Dose-Response Relationships Indian Medical PG Question 9: A 70 kg man was given a drug with a dose of 100 mg/kg body weight, twice daily. The half-life (t1/2) is 10 hours, the plasma concentration is 1.9 mg/mL, and the clearance is unknown. What is the clearance of this drug?
- A. 20 liter/hr
- B. K is 0.0693
- C. 0.22 L/hr (Correct Answer)
- D. 0.02 L/hr
Dose-Response Relationships Explanation: ***0.22 L/hr***
- To calculate clearance at steady state, we use the formula: **Clearance (Cl) = Dose Rate / Css** (steady-state plasma concentration).
- **Dose rate calculation**: 100 mg/kg × 70 kg × 2 doses/day = 14,000 mg/day = 583.33 mg/hr
- **Converting plasma concentration**: 1.9 mg/mL = 1900 mg/L
- **Clearance calculation**: Cl = 583.33 mg/hr ÷ 1900 mg/L = **0.307 L/hr**
- **Note**: The calculated value (0.307 L/hr) does not exactly match any option. The marked answer (0.22 L/hr) is the closest approximation among the given choices. This discrepancy may arise from rounding in the original question parameters or implicit assumptions about bioavailability/volume of distribution.
*0.02 L/hr*
- This value is approximately 15 times lower than the calculated clearance.
- Such low clearance would result in much higher plasma concentrations or require significantly lower dosing.
*20 liter/hr*
- This clearance is approximately 65 times higher than calculated, representing an unrealistically high value for this scenario.
- Such high clearance would result in very low plasma concentrations unless extremely high doses were administered.
*K is 0.0693*
- This represents the **elimination rate constant (k)**, calculated as k = 0.693/t1/2 = 0.693/10 hr = 0.0693 hr⁻¹.
- While mathematically correct for k, the question specifically asks for **clearance**, not the elimination rate constant.

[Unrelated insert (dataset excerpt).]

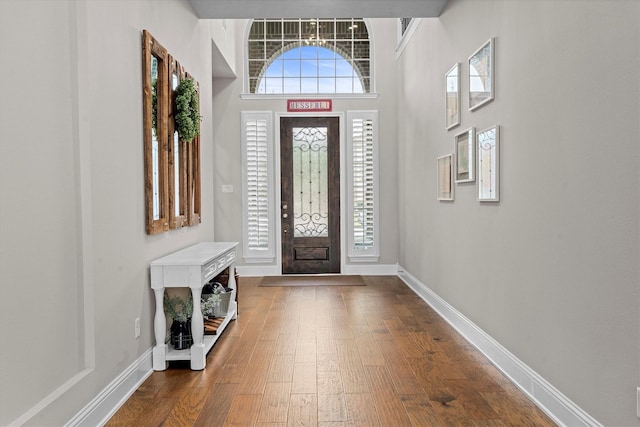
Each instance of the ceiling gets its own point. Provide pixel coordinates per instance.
(230, 9)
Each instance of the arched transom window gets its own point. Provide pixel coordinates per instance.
(307, 56)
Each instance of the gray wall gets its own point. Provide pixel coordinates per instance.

- Clearance is related to k by: Cl = k × Vd (volume of distribution).
Dose-Response Relationships Indian Medical PG Question 10: In treatment of Parkinsonism, L-Dopa is combined with carbidopa mainly to:
- A. To decrease dose requirement of L–Dopa
- B. To decrease side effects of L–Dopa (Correct Answer)
- C. To decrease effectiveness of L–Dopa
- D. To increase crossing of L–Dopa through BBB
Dose-Response Relationships Explanation: ***To decrease side effects of L–Dopa***
- This is the **primary/main reason** for combining carbidopa with L-Dopa.

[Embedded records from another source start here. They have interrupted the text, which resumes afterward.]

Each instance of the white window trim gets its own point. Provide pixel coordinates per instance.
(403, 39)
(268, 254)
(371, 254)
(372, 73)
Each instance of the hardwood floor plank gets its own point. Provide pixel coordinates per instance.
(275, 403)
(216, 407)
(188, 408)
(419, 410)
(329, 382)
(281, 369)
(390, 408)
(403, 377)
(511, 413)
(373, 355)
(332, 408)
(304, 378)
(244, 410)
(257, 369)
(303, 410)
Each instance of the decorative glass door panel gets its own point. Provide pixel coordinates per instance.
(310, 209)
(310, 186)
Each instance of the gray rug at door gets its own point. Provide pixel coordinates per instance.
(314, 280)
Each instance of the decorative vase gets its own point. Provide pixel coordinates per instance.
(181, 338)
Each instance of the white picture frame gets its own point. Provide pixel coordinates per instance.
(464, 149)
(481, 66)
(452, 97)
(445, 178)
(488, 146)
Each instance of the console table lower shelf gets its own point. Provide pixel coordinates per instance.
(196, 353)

- Carbidopa is a **peripheral DOPA decarboxylase inhibitor**, preventing the conversion of L-Dopa to dopamine in the periphery.
- This reduces side effects like **nausea, vomiting, and cardiac arrhythmias**, which are caused by peripheral dopamine.
- Without carbidopa, peripheral side effects make L-Dopa therapy **intolerable at therapeutic doses**.
*To decrease dose requirement of L–Dopa*
- This is an **important secondary benefit** but not the main reason.
- Carbidopa does allow for **75-80% reduction in L-Dopa dose** (from ~5-6g to ~1g daily) by preventing peripheral metabolism.
- However, this dose reduction is a **consequence** of preventing peripheral conversion, not the primary therapeutic goal.
- The main goal is making L-Dopa therapy **tolerable and safe**, with dose reduction being a beneficial side effect.
*To decrease effectiveness of L–Dopa*
- Carbidopa **increases the effectiveness** of L-Dopa by ensuring more of it reaches the central nervous system to be converted into dopamine.
- By preventing premature peripheral metabolism, carbidopa allows for a greater therapeutic effect on Parkinson's symptoms.
*To increase crossing of L–Dopa through BBB*
- Carbidopa itself **does not cross the blood-brain barrier (BBB)** and therefore does not directly affect the transport of L-Dopa into the brain.
- L-Dopa uses an **active transport system** (large neutral amino acid transporter) to cross the BBB, and carbidopa's role is to prevent its peripheral breakdown before it can utilize this system.
- While more L-Dopa reaches the BBB due to reduced peripheral metabolism, carbidopa does not enhance the actual crossing mechanism.